Opposition leaders, who have been largely mute, ineffective and ignored, hoped the international attention drawn to the violent and disproportionate confrontation at the rallies might help focus opposition to the government.
"I think it's a clear demonstration of the weakness of the regime," Kasparov told reporters. "Because if the regime is so comfortable and enjoys the massive support -- 50, 60, 70, 80 percent -- if everybody is behind the regime, nobody cares about any protest, then there's no need to bring troops from all over Russia to confront a few thousand of the members of the 'radical' opposition."
Putin didn't utter a word about the march, or the police response to it, despite denunciations from the European Union and Washington.

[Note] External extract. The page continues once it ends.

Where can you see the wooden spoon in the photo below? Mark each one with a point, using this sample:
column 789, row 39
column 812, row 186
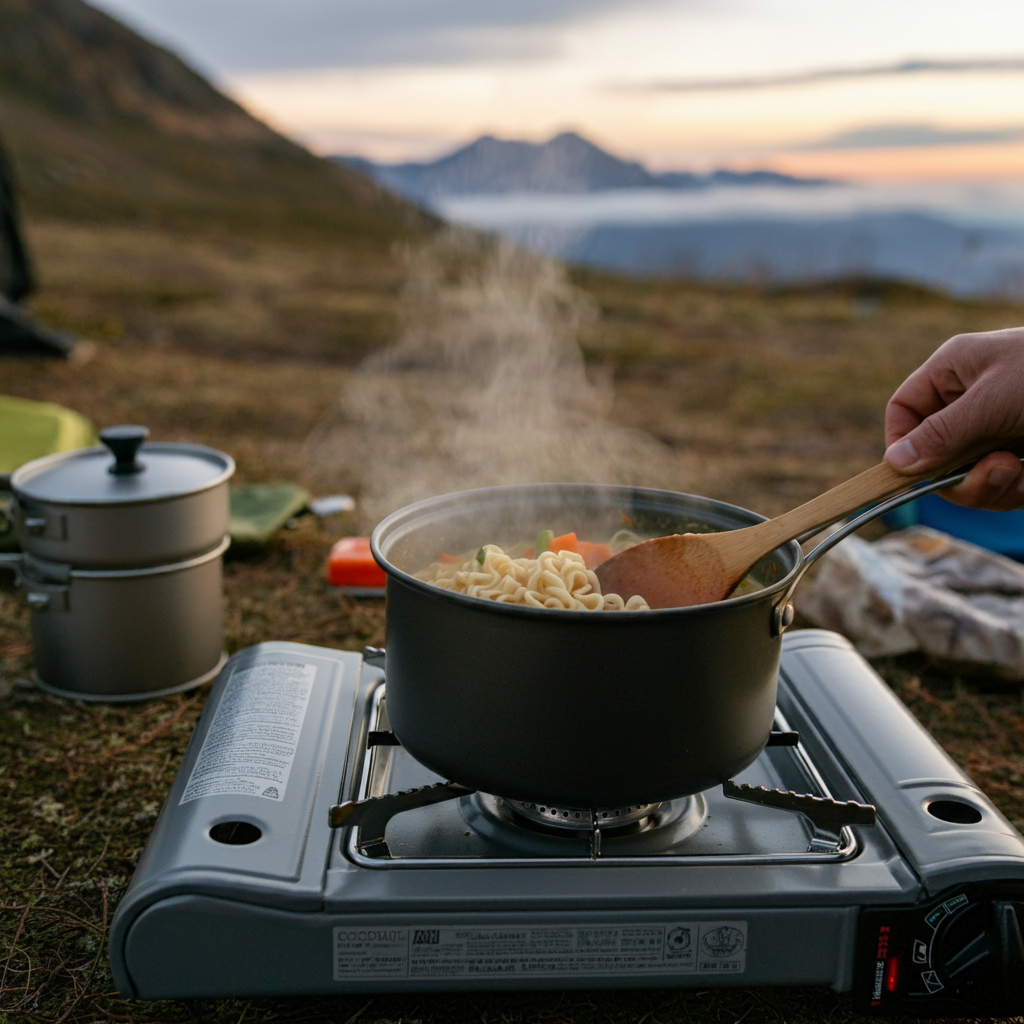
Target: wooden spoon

A Kremlin spokesman defended the force, saying troops were simply trying to preserve law and order and "repel the provocations of ultra-radicals." The Interior Ministry said officers had acted "correctly" and "professionally."
The day of the march, the Russian president was in St. Petersburg, watching fighting of a different sort -- a martial arts tournament ---with the actor Jean-Claude Van Damme and former Italian Prime Minister Silvio Berlusconi.